Results with reference substance (positive control):

not applicable

Reported statistics and error estimates:

not applicable

Applicant's summary and conclusion

Validity criteria fulfilled:

yes

Conclusions:

A 96 hour acute toxicity test of Hoechst-Wachs E on Brachydanio rerio according to relevant guidelines and compliant to GLP (reliability category 1) had been performed. Under the conditions of this test (limit test due to the very low solubility of the test item in water) the LC50 of the test item after 24, 48, 72 and 96 hours was > 10 g/L (based on nominal concentration), the LC0 was equal to 10 g/L.

Executive summary:

Hoechst-Wachs E

was tested in zebra fish (Brachydanio rerio) over 96 hours in astatic system.

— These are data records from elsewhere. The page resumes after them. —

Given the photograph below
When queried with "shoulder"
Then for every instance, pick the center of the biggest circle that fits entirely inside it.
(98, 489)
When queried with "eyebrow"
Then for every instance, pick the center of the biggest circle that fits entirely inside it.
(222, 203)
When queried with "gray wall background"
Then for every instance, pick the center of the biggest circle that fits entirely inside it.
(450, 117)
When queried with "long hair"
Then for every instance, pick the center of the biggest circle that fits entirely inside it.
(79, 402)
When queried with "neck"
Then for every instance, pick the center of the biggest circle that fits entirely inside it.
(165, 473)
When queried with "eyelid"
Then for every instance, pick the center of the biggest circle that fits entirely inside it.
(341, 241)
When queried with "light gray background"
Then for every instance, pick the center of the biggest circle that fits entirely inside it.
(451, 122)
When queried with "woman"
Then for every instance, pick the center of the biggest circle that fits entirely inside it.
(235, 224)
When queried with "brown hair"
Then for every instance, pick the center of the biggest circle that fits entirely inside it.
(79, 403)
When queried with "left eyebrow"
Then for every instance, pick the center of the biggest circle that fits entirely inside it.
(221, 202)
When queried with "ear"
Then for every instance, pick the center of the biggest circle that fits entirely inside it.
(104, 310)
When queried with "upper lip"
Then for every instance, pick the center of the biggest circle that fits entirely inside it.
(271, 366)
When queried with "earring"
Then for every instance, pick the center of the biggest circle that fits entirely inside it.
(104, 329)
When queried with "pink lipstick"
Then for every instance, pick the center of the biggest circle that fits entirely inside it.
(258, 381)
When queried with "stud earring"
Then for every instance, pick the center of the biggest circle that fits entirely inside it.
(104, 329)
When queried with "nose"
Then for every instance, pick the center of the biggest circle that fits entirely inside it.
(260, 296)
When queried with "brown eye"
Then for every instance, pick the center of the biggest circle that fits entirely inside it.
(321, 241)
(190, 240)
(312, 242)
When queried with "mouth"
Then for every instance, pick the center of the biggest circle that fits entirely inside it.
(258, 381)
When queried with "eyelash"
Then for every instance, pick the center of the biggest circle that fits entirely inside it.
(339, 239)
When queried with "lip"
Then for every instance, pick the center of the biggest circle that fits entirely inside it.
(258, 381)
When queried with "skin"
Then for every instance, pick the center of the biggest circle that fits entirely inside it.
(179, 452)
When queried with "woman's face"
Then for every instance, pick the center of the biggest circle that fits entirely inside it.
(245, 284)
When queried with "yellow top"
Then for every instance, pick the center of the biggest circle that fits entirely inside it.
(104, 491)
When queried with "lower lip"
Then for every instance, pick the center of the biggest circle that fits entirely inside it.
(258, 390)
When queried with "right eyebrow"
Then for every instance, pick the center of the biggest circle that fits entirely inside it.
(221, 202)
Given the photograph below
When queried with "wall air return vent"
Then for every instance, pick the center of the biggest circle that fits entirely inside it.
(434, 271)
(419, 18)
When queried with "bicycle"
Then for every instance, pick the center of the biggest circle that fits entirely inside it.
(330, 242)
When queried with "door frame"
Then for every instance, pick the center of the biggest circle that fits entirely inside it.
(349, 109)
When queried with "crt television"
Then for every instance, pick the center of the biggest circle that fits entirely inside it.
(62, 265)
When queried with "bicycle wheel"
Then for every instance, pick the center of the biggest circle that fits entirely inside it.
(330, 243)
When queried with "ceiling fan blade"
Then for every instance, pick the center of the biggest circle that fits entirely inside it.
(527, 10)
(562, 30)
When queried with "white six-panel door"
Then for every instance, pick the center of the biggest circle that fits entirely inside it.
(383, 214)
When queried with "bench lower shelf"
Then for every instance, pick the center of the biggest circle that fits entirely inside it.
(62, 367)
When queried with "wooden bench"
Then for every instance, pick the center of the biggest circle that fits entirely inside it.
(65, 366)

The concentrations tested was 10000 mg/L and a negative control (0 mg/L).

The test substance was weighed into a beaker. The substance was transfered into the test chamber. By heating a thin layer of the test substance was formed to increase the surface volume ratio. Water for dilution was added and then the chamber contents were stirred for approximately 24 hours with a KPG-stirrer and a glass rod.

At first the tested concentration showed a strong turbidity which turned during the exposure time to a light turbidity due to settling down of dispersed material. Particulate matters on the water surface as well as on the bottom were observed in the test vessel.

An analytical determination of Hoechst-Wachs E in the test water was not possible, because the solubility limit of the test substance is below the analytical detection limit (0.02 mg/L test water).

	after 24 hours	after 48 hours	after 72 hours	after 96 hours
LC0 (mg/L)	10000	10000	10000	10000
LC50 (mg/L)	> 10000	> 10000	> 10000	> 10000
LC100 (mg/L)	not determined	not determined	not determined	not determined

The 10000 mg/L group exhibited reversible symptoms but no lethality.